Friday, August 5, 2011

Stress In A Basket

I've been reading Sarah Ban Breathnach's Peace and Plenty: Finding Your Path to Financial Security.  As you probably remember.  She walks the reader through the steps of dealing with our difficult financial situations as she walks through her own after things didn't go so well with the millions of dollars she earned from her best-seller, Simple Abundance.

In one chapter, she says to gather up you bills into one place from the pile on the kitchen counter or the bag in the closet or wherever they're stashed.  "You are going to collect every bill sent your way and bring them all to the party," she says.  Check.  I have the pile on the counter, the stack in the bench seat, and big basket lurking near my bed for the ready accessibility and convenience of my nightmares.  I know I need to sort through them and throw away the many duplicates.  That will wrangle them all into the one basket.  But I know what's there.  I don't need to open them.  The figures have each worn their own deep path into my brain. 

Not pretty.  I considered going back and taking a prettier picture.  But why?

Then, she says, put the bills into three piles:  Current Bills, Past Due 30-60 Days, and Old Debts.
I have basically two piles:  Bills I Need To Pay This Month (or something will be turned off) and Old Debts. 

Next, she says "Once you have budgeted for the essentials -- food, clothing, shelter, child care, savings, transportation, and insurance -- you will have a good idea of how much money you can put toward debt reduction.  This become the pot of money you dip into to pay the rest of your bills."

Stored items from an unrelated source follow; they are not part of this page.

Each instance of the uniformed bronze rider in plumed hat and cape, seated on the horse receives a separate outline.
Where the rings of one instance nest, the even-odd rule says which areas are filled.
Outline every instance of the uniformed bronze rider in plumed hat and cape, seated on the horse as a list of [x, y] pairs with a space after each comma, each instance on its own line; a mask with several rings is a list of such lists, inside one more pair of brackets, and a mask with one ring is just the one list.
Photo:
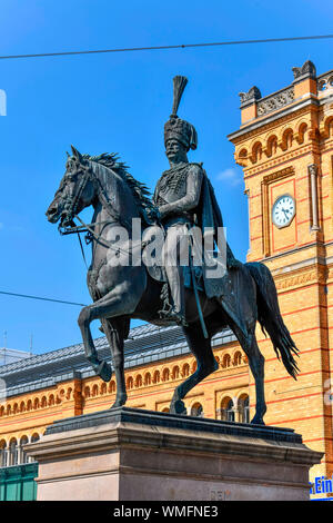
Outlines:
[[[205, 227], [222, 227], [222, 216], [213, 188], [201, 164], [190, 164], [188, 151], [196, 149], [198, 136], [194, 127], [176, 116], [181, 96], [188, 80], [173, 79], [173, 108], [164, 126], [165, 154], [170, 169], [165, 170], [157, 184], [154, 204], [159, 208], [167, 237], [163, 262], [172, 296], [169, 319], [186, 325], [184, 303], [184, 275], [180, 259], [189, 244], [183, 241], [189, 228], [198, 225], [204, 233]], [[229, 246], [226, 267], [236, 266]]]

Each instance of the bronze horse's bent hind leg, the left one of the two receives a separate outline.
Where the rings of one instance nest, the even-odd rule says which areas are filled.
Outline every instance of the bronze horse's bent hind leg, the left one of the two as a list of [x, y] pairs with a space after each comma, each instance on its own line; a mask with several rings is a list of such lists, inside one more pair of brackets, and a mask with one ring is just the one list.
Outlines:
[[183, 327], [183, 332], [189, 347], [195, 356], [196, 371], [175, 388], [170, 404], [170, 413], [172, 414], [185, 414], [186, 408], [182, 399], [195, 385], [219, 367], [212, 352], [211, 338], [204, 337], [201, 324], [198, 322], [189, 327]]

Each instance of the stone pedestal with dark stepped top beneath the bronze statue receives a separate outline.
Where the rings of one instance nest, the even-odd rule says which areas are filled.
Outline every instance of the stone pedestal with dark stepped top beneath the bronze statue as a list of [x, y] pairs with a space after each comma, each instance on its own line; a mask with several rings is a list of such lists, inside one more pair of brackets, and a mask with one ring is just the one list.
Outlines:
[[292, 430], [118, 408], [53, 423], [26, 445], [38, 500], [309, 500], [322, 454]]

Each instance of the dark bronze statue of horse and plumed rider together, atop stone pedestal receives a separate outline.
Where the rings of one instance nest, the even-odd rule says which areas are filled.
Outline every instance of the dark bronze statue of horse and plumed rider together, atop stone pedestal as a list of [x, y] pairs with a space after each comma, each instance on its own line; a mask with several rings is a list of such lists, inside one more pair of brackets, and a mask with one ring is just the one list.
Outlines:
[[[94, 319], [102, 324], [117, 379], [112, 407], [127, 402], [123, 347], [131, 318], [157, 325], [175, 322], [184, 332], [196, 358], [196, 371], [174, 391], [170, 412], [175, 414], [186, 412], [184, 396], [216, 371], [211, 338], [230, 327], [249, 358], [255, 379], [256, 404], [251, 423], [264, 424], [264, 357], [255, 339], [256, 322], [270, 335], [279, 359], [294, 378], [299, 369], [293, 354], [297, 354], [297, 348], [283, 323], [275, 284], [265, 265], [240, 263], [228, 244], [224, 270], [218, 277], [208, 276], [211, 274], [206, 270], [208, 262], [202, 267], [193, 263], [198, 250], [195, 231], [200, 230], [202, 237], [205, 233], [211, 236], [215, 251], [209, 259], [214, 265], [222, 246], [218, 233], [223, 221], [202, 165], [188, 160], [188, 152], [196, 147], [198, 138], [194, 127], [176, 115], [185, 83], [184, 77], [174, 78], [172, 115], [164, 126], [170, 169], [158, 181], [153, 200], [145, 186], [129, 174], [114, 154], [81, 155], [72, 147], [47, 217], [53, 224], [59, 221], [62, 234], [87, 231], [91, 241], [87, 280], [93, 303], [83, 307], [78, 322], [88, 361], [109, 382], [111, 365], [99, 359], [90, 330]], [[93, 217], [85, 224], [79, 215], [90, 206]], [[138, 224], [142, 228], [139, 239]], [[163, 243], [155, 250], [161, 251], [161, 258], [144, 263], [159, 235]], [[189, 265], [181, 264], [181, 257], [186, 254]], [[203, 249], [202, 258], [205, 255]]]

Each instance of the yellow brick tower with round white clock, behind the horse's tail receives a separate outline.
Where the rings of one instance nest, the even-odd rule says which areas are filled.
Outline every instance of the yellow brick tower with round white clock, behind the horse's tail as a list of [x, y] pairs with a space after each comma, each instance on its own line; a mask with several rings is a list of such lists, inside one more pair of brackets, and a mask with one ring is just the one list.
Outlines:
[[[291, 85], [241, 92], [241, 127], [229, 136], [249, 199], [248, 262], [263, 262], [300, 349], [295, 382], [258, 332], [270, 425], [289, 426], [324, 452], [312, 476], [331, 477], [333, 379], [333, 70], [306, 61]], [[253, 379], [251, 403], [254, 403]]]

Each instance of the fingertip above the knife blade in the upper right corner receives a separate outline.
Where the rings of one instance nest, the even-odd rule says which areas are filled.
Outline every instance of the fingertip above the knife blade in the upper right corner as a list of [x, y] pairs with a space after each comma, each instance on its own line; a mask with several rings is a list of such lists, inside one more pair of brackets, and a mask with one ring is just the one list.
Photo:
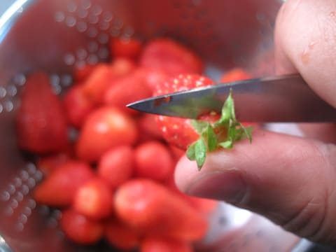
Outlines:
[[336, 107], [336, 1], [288, 0], [276, 20], [276, 71], [299, 72]]

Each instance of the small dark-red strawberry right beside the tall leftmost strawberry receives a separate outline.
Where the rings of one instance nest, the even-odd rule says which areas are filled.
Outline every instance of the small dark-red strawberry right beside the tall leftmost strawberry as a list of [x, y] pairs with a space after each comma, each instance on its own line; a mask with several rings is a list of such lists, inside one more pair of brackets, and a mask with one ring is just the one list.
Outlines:
[[80, 127], [89, 113], [94, 109], [94, 104], [83, 92], [83, 85], [74, 85], [64, 95], [66, 116], [74, 127]]

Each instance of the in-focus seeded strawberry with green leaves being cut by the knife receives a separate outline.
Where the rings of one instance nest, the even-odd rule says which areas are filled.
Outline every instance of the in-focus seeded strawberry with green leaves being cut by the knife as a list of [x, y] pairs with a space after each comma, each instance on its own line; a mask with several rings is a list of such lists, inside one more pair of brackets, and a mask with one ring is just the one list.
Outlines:
[[[158, 85], [154, 95], [190, 90], [195, 87], [212, 85], [214, 82], [200, 75], [179, 75]], [[207, 152], [218, 148], [232, 148], [235, 141], [245, 137], [251, 141], [251, 127], [244, 127], [236, 120], [232, 93], [223, 105], [221, 115], [216, 111], [200, 116], [199, 120], [157, 116], [162, 136], [169, 144], [187, 149], [187, 157], [196, 160], [202, 168]]]

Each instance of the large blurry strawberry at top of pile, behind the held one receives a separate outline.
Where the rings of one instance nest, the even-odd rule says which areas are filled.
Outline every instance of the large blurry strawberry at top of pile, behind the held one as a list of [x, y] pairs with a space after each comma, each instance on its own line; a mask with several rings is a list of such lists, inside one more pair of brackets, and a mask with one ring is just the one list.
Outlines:
[[140, 65], [165, 71], [170, 76], [180, 73], [202, 73], [202, 59], [192, 50], [169, 38], [156, 38], [144, 48]]

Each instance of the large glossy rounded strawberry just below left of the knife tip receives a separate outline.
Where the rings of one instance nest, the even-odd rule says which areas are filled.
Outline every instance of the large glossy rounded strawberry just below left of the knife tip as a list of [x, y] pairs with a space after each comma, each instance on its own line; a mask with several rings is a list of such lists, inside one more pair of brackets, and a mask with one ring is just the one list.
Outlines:
[[97, 162], [111, 148], [135, 144], [138, 134], [133, 118], [115, 107], [103, 106], [85, 120], [78, 137], [76, 154], [88, 162]]

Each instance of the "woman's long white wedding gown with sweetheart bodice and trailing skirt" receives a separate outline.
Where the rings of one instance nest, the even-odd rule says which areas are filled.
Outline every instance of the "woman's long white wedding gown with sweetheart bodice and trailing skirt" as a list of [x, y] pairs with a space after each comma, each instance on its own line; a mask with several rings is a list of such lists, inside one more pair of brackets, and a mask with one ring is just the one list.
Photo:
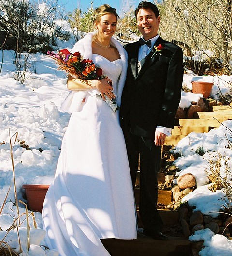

SAVINGS?  INSURANCE?  Clearly, Miss Sarah does not understand my situation.  Savings is that thing I'll have someday after my debts are paid.  As for insurance, I have done without health insurance, dental insurance, vision insurance, life insurance, auto insurance, and property insurance for a very long time.  Oh, and that AFLAC policy I'd love to have too (Quack!).  Recently, I was able to get auto insurance again through Mark's business fleet policy.  That provides much relief as the first thing I did when my auto insurance expired last February was back into a car.  That is one of the bills I am now paying on monthly ($50 a month on $1800). 

Next she says "If there is a particular debt that bothers you, then take 1 to 10 percent of the pot and make an honor payment toward the balance owed."  Right.  The only way I would have extra money to put in the "pot" to pay debts with would be if I went without basic utilities, food, or the fuel that gets me to work.  "Ok kids!  Let's not eat this month so we can pay off some bills!"  Sure. 

But then, I must remember Sarah's perspective.  When her financial troubles descended, she had to move out of her castle.